All placeholders use the var prefix with a following positional index.

Generated ICU:

By { var0, time, short }, { var1_gender, select,
  other { {var1} }
} {var1} received {var2, plural,
  one {# email}
  other {# emails}
}.

Usage example in Go:

reader.String(`[report] By {time-short}, {name} received {# emails}.`,
	time.Now(), "Max", len(emailsReceived))

Configuration Guidelines

The TIK specification defines guidelines only and imposes no strict format or requirements. The exact configuration format is left entirely to the processor implementation.

Domains

A domain is the scope within which TIKs must be unique. The mechanism by which sources are assigned to a domain is left entirely to the TIK processor implementation: the specification does not mandate a configuration format, a discovery strategy, or a default boundary. Implementations are free to treat the entire project as a single domain, derive domains from the directory layout, or accept explicit mappings.

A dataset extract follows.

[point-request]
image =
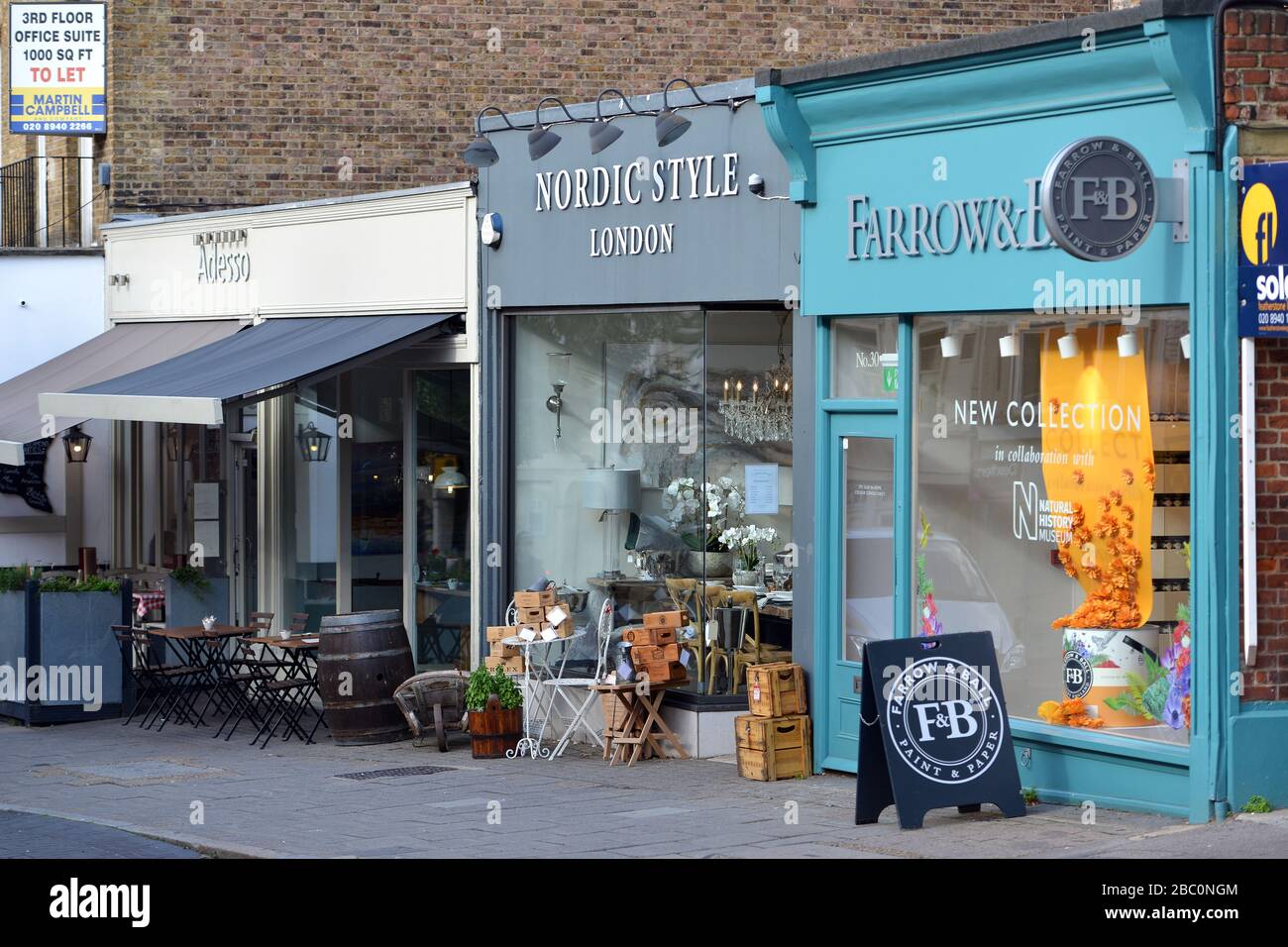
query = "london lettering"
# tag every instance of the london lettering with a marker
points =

Partitioning TIKs into multiple domains serves large-scale projects with many translations. One implementation defines domain scopes through a central configuration file:

{
  "domains": {
    "domain_common": [
      {
        "dir": "/...",
        "description": "Messages use a neutral, product-wide tone."
      }
    ],
    "domain_A": [
      {
        "dir": "/domain_a/...",
        "description": "Customer-facing online storefront. Messages address end customers in a welcoming, persuasive tone."
      },
      {
        "dir": "/templates/domain_a/_"
      }
    ],
    "domain_B": [
      {
        "dir": "/domain_b/...",
        "description": "Internal warehouse and order-management tooling. Messages address operations staff in a precise, operational tone."
      }
    ]
  }
}

Another implementation derives domains from marker files placed in the source tree. In such an implementation, a .tikdomain file marks a domain boundary covering its containing directory and all descendants, and nested .tikdomain files establish child domains whose descriptions append onto the parent's:

repo/
├── .tikdomain
├── domain_a/
│   ├── .tikdomain
│   └── page.html
├── domain_b/
│   ├── .tikdomain
│   └── page.html
└── shared/
    └── widget.html

repo/.tikdomain:

Messages use a neutral, product-wide tone.

repo/domain_a/.tikdomain:

Customer-facing online storefront.
Messages address end customers in a welcoming, persuasive tone.

repo/domain_b/.tikdomain:

Internal warehouse and order-management tooling.
Messages address operations staff in a precise, operational tone.

Beyond enforcing TIK uniqueness, a domain may carry a human-readable description that characterizes the scope, audience, or tone of its messages. Such descriptions may be forwarded by processors to LLM or human translators as additional context, improving translation accuracy beyond what the TIK alone conveys.